A signed record of origin
A fingerprint proves a package was not changed. It does not prove where it came from. So Cumulus also writes a short signed statement for each build, its provenance: this exact package, with this fingerprint, was built from this git commit, by this build environment, at this time. The statement is digitally signed by the control plane, so anyone can later verify it really came from Cumulus and was not edited afterward.
You can see it on a deployment's page in the dashboard, or from the CLI:
cumulus app provenance <deployment-id>
A Verified result ties the running artifact back to the exact commit and builder that produced it.
An alert if something is tampered with
A failed fingerprint check is not a routine build error; it means corruption or a swap. Beyond stopping the deploy, Cumulus emails your organization's owners and admins a security alert so a person knows an artifact was touched.
What it protects against
- Corruption in transit. A package mangled between build and run is never deployed.
- A swapped or malicious artifact. Replace the stored package and its fingerprint no longer matches, so the deploy is refused.
- A forged history. You cannot misrepresent which commit or builder produced a running artifact, because the provenance is signed and independently verifiable.
- Silent tampering. Even when a bad artifact is blocked, a human is notified.
Encryption
Cumulus uses customer-managed KMS keys (CMKs) rather than the default AWS-managed keys, so every use of a key is visible in your CloudTrail and access can be revoked independently.
- At rest. Artifact buckets, SSM SecureStrings, RDS databases, and EBS volumes are encrypted with a CMK.
- In transit. Traffic is served over TLS.
- Deploy commands are authenticated. The agent on each server proves its identity to the control plane using the EC2 instance identity document (no shared passwords), and every deploy instruction is cryptographically signed and verified before the agent will act on it.
No lock-in
If Cumulus went away tomorrow, your app would keep serving traffic. A deployed EC2 app is a plain systemd service on an instance you own, with no runtime dependency on our control plane. Lambda functions are ordinary functions in your account.
Because everything lives in your AWS account, you can always drop down to raw AWS and manage the resources yourself. There is no proprietary runtime to escape and no data to extract from us, it is already yours.
Platform hardening
Beyond the guarantees above, the control-plane API and dashboard are hardened against common web attacks:
- OAuth sign-in is protected against cross-site request forgery, with secure, same-site session cookies.

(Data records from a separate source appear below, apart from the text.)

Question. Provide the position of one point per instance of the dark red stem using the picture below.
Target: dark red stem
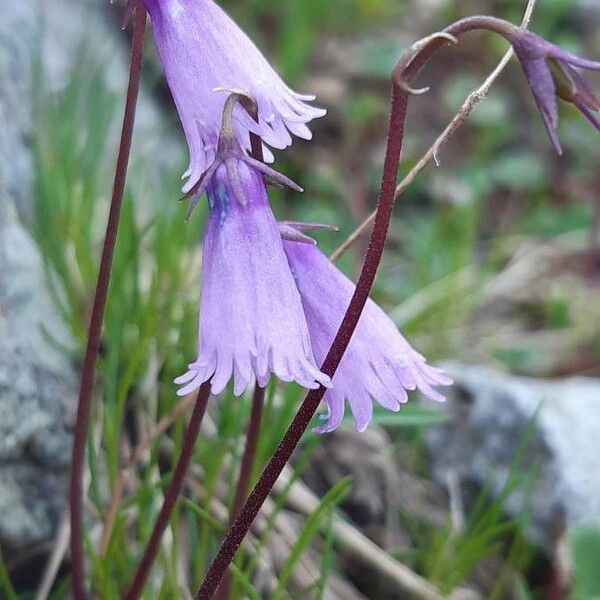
(95, 328)
(171, 495)
(241, 489)
(246, 516)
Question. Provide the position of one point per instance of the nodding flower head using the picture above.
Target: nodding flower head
(378, 365)
(251, 319)
(232, 158)
(201, 49)
(551, 73)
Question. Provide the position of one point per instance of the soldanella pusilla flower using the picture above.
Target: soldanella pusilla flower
(551, 73)
(271, 302)
(272, 306)
(379, 364)
(251, 318)
(202, 50)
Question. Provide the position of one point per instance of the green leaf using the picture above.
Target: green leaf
(584, 543)
(312, 525)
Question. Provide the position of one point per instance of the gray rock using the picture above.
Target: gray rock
(37, 398)
(38, 386)
(19, 30)
(490, 414)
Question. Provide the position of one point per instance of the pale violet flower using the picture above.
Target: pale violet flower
(551, 74)
(251, 322)
(378, 365)
(202, 50)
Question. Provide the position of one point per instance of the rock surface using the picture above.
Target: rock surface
(489, 418)
(37, 385)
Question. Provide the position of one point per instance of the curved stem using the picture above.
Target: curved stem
(95, 327)
(171, 495)
(243, 521)
(459, 118)
(241, 489)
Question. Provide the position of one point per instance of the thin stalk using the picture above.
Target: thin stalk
(95, 327)
(172, 493)
(259, 494)
(241, 489)
(461, 116)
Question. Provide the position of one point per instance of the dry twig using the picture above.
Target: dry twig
(465, 110)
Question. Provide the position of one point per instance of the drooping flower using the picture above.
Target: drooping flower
(251, 319)
(551, 74)
(379, 364)
(202, 49)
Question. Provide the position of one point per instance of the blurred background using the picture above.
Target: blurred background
(492, 269)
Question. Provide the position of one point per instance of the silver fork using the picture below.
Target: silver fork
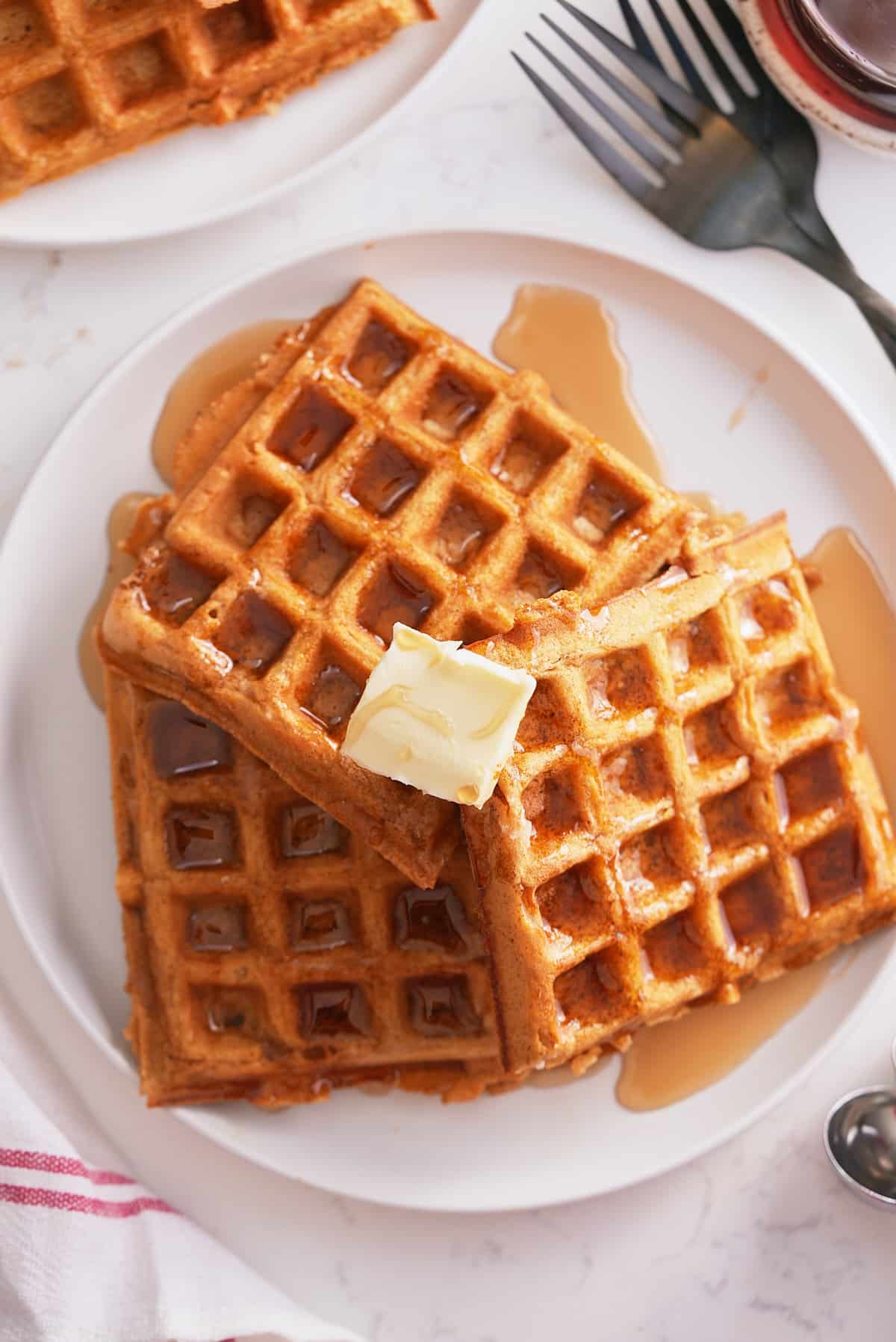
(765, 117)
(709, 181)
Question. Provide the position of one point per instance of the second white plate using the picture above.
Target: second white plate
(694, 361)
(205, 175)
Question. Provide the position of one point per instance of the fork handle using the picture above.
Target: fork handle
(836, 267)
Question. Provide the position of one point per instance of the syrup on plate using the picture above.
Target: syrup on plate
(211, 373)
(570, 340)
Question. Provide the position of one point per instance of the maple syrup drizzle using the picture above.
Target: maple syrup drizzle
(679, 1057)
(570, 340)
(119, 564)
(859, 623)
(215, 370)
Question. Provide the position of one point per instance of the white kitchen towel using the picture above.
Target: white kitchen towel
(89, 1255)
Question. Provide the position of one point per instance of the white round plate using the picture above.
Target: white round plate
(694, 360)
(205, 175)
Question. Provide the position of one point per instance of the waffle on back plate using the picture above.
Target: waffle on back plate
(86, 79)
(391, 474)
(271, 954)
(691, 810)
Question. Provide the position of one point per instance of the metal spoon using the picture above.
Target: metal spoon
(860, 1140)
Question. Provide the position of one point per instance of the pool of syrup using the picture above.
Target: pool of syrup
(204, 379)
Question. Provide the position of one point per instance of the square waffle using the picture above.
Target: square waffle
(690, 811)
(273, 956)
(86, 79)
(391, 474)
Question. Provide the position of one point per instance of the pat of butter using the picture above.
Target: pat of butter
(438, 717)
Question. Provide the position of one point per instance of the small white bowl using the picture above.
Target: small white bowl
(806, 84)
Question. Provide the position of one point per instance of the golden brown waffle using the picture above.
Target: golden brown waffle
(691, 808)
(86, 79)
(391, 474)
(271, 954)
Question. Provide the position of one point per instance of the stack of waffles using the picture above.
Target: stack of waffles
(688, 810)
(82, 81)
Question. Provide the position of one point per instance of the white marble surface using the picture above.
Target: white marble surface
(756, 1240)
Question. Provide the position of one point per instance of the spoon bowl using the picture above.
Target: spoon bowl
(860, 1140)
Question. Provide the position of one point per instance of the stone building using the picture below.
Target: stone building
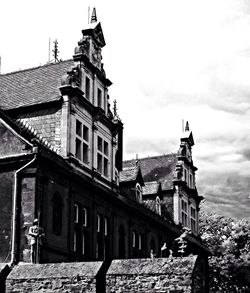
(61, 161)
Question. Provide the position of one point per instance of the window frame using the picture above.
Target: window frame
(184, 212)
(103, 156)
(82, 141)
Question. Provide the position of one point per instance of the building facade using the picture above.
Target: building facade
(61, 161)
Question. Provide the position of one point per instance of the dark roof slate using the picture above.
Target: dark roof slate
(129, 174)
(32, 86)
(160, 168)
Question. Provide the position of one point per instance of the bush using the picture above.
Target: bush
(229, 241)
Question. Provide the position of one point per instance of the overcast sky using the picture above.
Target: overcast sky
(168, 61)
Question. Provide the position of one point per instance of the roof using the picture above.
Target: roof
(150, 205)
(129, 174)
(160, 168)
(150, 188)
(32, 86)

- The API uses a strict cross-origin allowlist and sends defensive HTTP headers (HSTS, no-sniff, framing and referrer policies).

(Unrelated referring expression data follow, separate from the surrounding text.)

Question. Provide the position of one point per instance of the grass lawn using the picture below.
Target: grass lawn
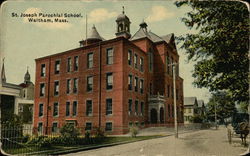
(56, 149)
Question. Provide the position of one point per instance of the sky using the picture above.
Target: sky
(23, 41)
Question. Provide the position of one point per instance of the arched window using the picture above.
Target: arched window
(120, 27)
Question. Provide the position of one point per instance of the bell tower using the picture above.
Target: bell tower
(123, 25)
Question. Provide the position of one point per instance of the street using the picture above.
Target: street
(198, 143)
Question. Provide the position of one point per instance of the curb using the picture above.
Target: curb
(101, 146)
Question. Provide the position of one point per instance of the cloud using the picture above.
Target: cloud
(46, 25)
(159, 13)
(99, 15)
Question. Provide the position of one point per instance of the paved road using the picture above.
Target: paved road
(198, 143)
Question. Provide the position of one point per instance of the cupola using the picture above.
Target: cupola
(123, 25)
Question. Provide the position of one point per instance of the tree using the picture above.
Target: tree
(220, 48)
(225, 106)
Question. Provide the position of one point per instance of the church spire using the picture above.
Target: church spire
(3, 77)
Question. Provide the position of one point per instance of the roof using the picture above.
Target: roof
(142, 33)
(122, 17)
(94, 34)
(200, 103)
(167, 37)
(189, 101)
(10, 85)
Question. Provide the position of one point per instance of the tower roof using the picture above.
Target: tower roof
(122, 16)
(142, 33)
(94, 34)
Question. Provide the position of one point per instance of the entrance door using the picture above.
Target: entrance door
(153, 115)
(161, 115)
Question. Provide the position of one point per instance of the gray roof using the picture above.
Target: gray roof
(167, 37)
(122, 17)
(94, 34)
(10, 85)
(142, 33)
(200, 103)
(189, 100)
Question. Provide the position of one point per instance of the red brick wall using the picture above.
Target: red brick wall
(119, 94)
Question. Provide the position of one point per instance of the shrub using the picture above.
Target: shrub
(26, 138)
(69, 131)
(44, 143)
(134, 131)
(99, 133)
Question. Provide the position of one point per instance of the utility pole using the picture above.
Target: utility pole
(215, 114)
(175, 107)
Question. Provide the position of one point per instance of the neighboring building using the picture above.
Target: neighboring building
(201, 107)
(26, 100)
(17, 99)
(190, 108)
(111, 84)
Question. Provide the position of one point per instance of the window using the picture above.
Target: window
(168, 64)
(67, 108)
(57, 67)
(171, 67)
(130, 103)
(142, 108)
(20, 108)
(43, 70)
(89, 107)
(108, 106)
(168, 90)
(141, 64)
(150, 61)
(130, 124)
(135, 61)
(110, 53)
(109, 81)
(76, 63)
(130, 82)
(90, 60)
(141, 86)
(88, 126)
(68, 86)
(40, 127)
(42, 89)
(89, 83)
(56, 88)
(69, 64)
(74, 111)
(169, 111)
(177, 94)
(129, 57)
(108, 126)
(136, 106)
(172, 111)
(172, 89)
(75, 86)
(40, 110)
(54, 127)
(137, 124)
(142, 124)
(136, 84)
(55, 109)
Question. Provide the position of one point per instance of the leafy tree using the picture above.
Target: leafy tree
(244, 107)
(225, 107)
(220, 48)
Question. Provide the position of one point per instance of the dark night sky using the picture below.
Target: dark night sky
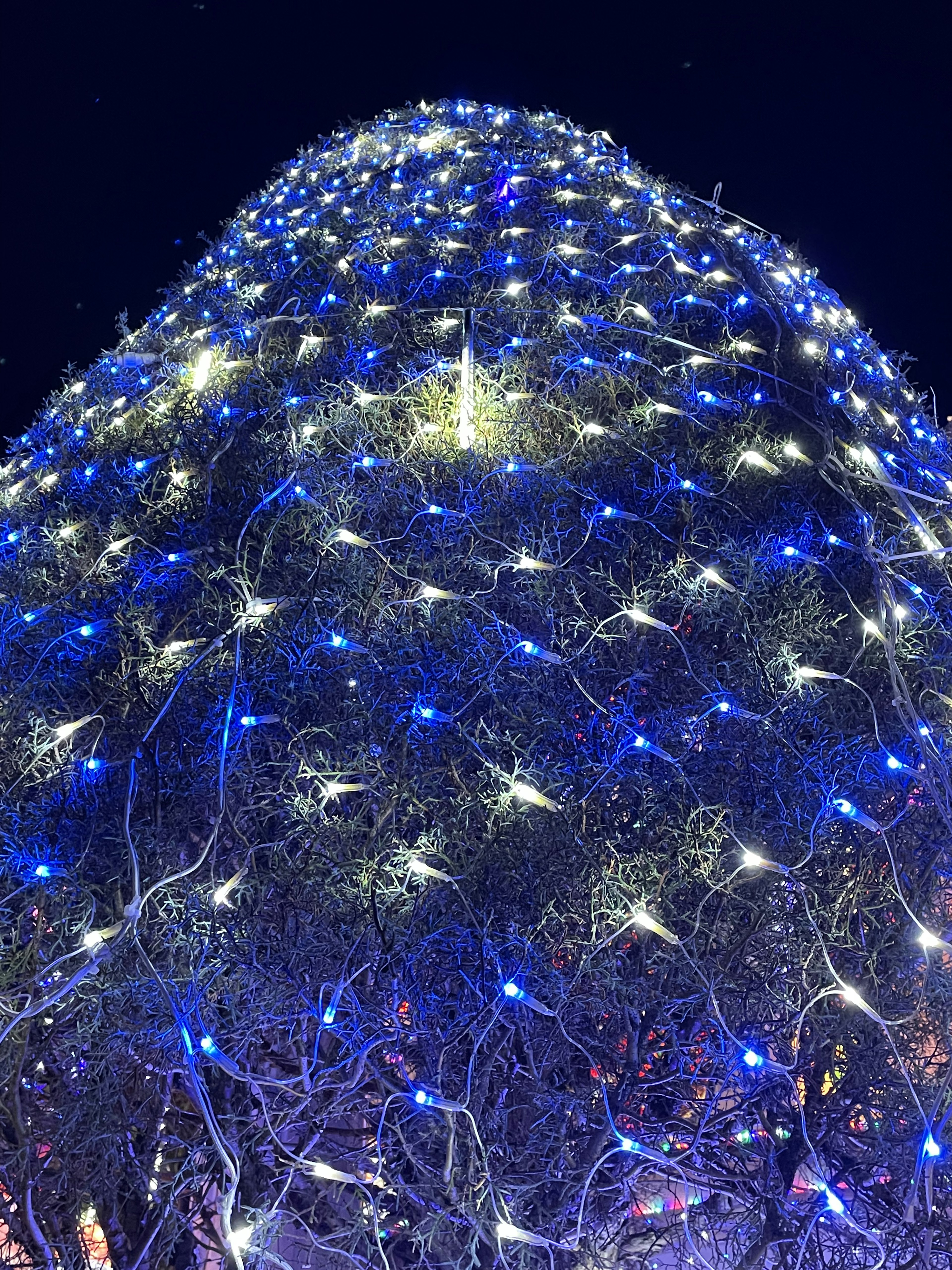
(131, 127)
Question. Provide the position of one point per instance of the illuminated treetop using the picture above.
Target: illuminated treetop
(474, 717)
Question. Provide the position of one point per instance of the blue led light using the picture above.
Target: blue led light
(834, 1202)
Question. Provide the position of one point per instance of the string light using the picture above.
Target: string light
(278, 416)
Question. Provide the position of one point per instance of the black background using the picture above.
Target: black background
(131, 129)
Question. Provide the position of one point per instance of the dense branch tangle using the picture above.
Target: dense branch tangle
(423, 845)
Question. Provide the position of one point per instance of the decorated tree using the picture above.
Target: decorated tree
(474, 718)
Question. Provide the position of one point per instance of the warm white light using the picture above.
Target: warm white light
(527, 794)
(202, 370)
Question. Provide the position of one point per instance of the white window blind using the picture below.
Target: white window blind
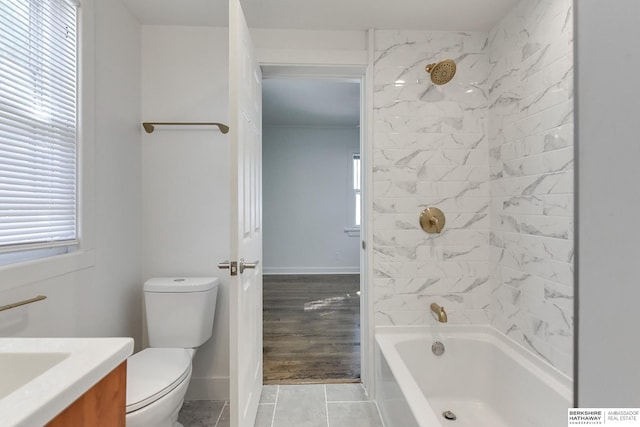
(38, 129)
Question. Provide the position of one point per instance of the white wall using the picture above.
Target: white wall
(185, 176)
(608, 203)
(185, 183)
(95, 292)
(306, 184)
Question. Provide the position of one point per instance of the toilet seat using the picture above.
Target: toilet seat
(153, 373)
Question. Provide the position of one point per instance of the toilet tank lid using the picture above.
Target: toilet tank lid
(180, 284)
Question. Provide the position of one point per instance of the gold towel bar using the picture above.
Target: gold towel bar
(18, 304)
(149, 126)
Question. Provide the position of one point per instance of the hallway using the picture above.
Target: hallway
(311, 328)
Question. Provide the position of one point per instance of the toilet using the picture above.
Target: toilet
(180, 315)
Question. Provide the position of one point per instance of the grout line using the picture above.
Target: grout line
(326, 403)
(379, 413)
(220, 414)
(275, 406)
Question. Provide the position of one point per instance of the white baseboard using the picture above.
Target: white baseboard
(311, 270)
(208, 389)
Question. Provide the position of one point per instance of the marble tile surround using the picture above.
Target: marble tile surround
(531, 161)
(493, 150)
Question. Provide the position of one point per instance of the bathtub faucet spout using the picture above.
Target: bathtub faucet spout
(440, 313)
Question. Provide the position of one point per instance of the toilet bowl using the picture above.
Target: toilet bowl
(180, 315)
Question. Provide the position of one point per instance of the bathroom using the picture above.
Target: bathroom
(135, 186)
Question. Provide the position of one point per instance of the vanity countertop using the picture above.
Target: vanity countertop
(40, 377)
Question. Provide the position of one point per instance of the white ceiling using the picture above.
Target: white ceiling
(306, 102)
(443, 15)
(301, 102)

- Authentication endpoints are rate-limited to blunt credential stuffing and account enumeration.
- GitHub webhooks are signature-verified and replay-protected, so a captured delivery cannot be replayed to trigger a deploy.
- User-supplied names are validated against a strict allowlist before they are used in any path or identifier.
- Your deployment history and audit trail are append-only at the database layer, not just in application code, so past events cannot be quietly rewritten.